Nahrstedt gibt an, nur noch halbtags für die Stadtwerke gearbeitet, aber weiterhin das volle Gehalt bezogen zu haben. Außerdem habe ihn sein Chef Karp angewiesen, Telefon- und Reisekosten über die Stadtwerke abzurechnen. Die Opposition im Landtag will nun vom damaligen CDU-Generalsekretär McAllister und dem seinerzeit amtierenden CDU-Landeschef Wulff wissen, ob sie von der Veruntreuung öffentlicher Mittel wussten. Ministerpräsident McAllister sagte am Mittwoch ein Interview beim NDR kurzfristig wieder ab. Sein Pressesprecher kündigte im Gespräch mit ND zwar eine »rückhaltlose Aufklärung« an, nannte aber keinen Termin für eine öffentliche Erklärung. Das Bundespräsidialamt verweigert bisher jede Stellungnahme, wie eine Sprecherin bestätigte.

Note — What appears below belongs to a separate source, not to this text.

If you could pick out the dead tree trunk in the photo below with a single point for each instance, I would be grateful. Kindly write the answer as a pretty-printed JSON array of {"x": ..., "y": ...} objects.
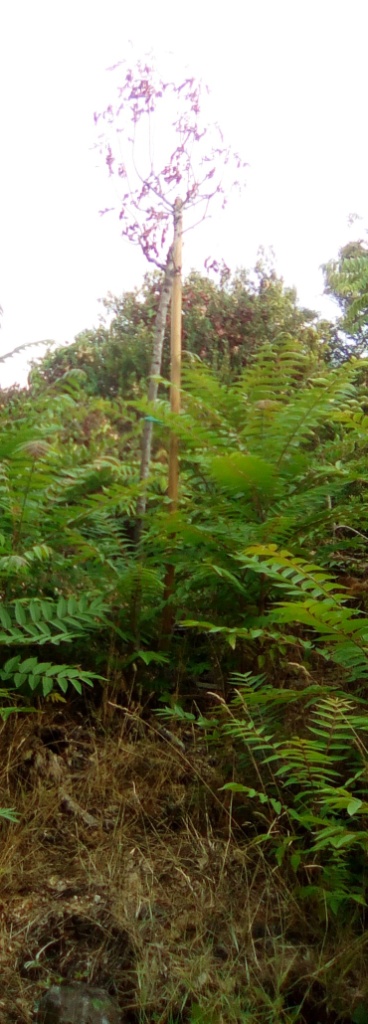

Die Staatsanwaltschaft Braunschweig hat auf Anfrage erklärt, am gestrigen Donnerstag ein offizielles Ermittlungsverfahren gegen Stadtwerke-Chef Karp und seinen Pressesprecher Nahrstedt eingeleitet zu haben. Beide werden der Untreue zu Lasten der Stadt Wolfsburg verdächtigt. Gegen Karp wird außerdem wegen Vorteilsgewährung zu Gunsten der Landes-CDU ermittelt. Es drohen Höchststrafen von bis zu fünf Jahren. Gegen Nahrstedt ermitteln die Behörden bereits seit August wegen Nötigung und Behinderung eines Betriebsrats. Seine Vorwürfe gegen Karp gelten daher als Retourkutsche, zumal er seine eigene Verwicklung in nicht verjährte Taten ab 2005 nur äußerst schmallippig umreißt. Nahrstedt wurde am Mittwoch von Karp fristlos gefeuert, Karp selbst hat sich am selben Tag vom Aufsichtsrat beurlauben lassen – bei weiterhin vollen Bezügen.

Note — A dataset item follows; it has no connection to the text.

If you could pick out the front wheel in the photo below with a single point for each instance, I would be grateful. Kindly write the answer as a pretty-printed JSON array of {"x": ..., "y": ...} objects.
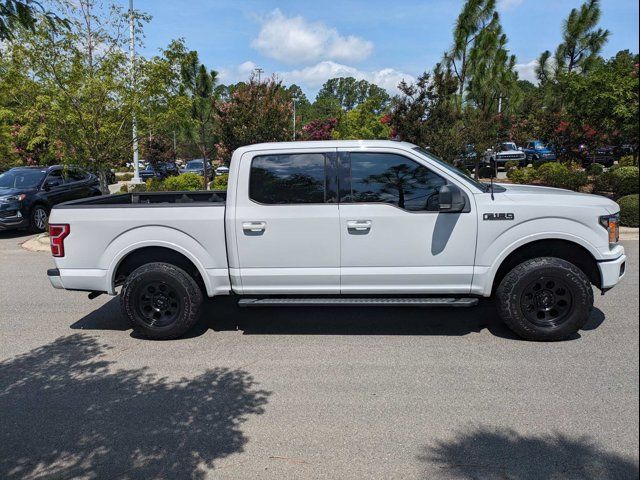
[
  {"x": 545, "y": 299},
  {"x": 162, "y": 301}
]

Sollten die Angaben Nahrstedts zutreffen, wäre dies auch ein Verstoß gegen das Parteiengesetz. Demnach sind Spenden von öffentlichen Unternehmen unzulässig. Die CDU Niedersachsen müsste die gewährten Vorteile in dreifacher Höhe zurückzahlen. Bei einem behaupteten Volumen von einer Million Euro würde die Hannoveraner Parteikasse also um drei Millionen Euro erleichtert. Eine Bundestagssprecherin hat gegenüber ND bestätigt, dass im Stadtwerke-Fall Untersuchungen aufgenommen wurden. Sie wollte sich jedoch nicht zu Details äußern.

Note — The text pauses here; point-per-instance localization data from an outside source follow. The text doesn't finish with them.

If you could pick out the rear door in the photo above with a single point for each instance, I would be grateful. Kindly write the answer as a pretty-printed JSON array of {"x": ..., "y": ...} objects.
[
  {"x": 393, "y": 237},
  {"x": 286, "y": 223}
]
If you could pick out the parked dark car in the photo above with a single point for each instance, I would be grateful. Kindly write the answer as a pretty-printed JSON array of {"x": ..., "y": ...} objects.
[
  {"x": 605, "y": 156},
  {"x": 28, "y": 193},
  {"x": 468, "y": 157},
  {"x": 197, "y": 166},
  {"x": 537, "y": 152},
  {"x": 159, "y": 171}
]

Sollte sich herausstellen, dass die Wolfsburger Aktivitäten der niedersächsischen CDU-Zentrale bekannt waren, könnte das auch strafrechtliche Konsequenzen für eventuell betroffenen Parteifunktionäre nach sich ziehen. Die Braunschweiger Staatsanwaltschaft gab auf Anfrage aber an, es sei zu früh, der Unionsführung eine Verwicklung in die Affäre zu unterstellen. So sei zu prüfen, ob etwa der Wolfsburger CDU-Oberbürgermeister Rolf Schnellecke die Rechnungen aus eigener Tasche beglichen habe oder ob die mutmaßlichen Verantwortlichen bei den Stadtwerken auf eigene Faust gehandelt hatten.

»Es ist Zeit, dass der Ministerpräsident sein Schweigen bricht und alle Fakten auf den Tisch legt«, verlangte dagegen die Innenexpertin der Linksfraktion im niedersächsischen Landtag, Pia Zimmermann.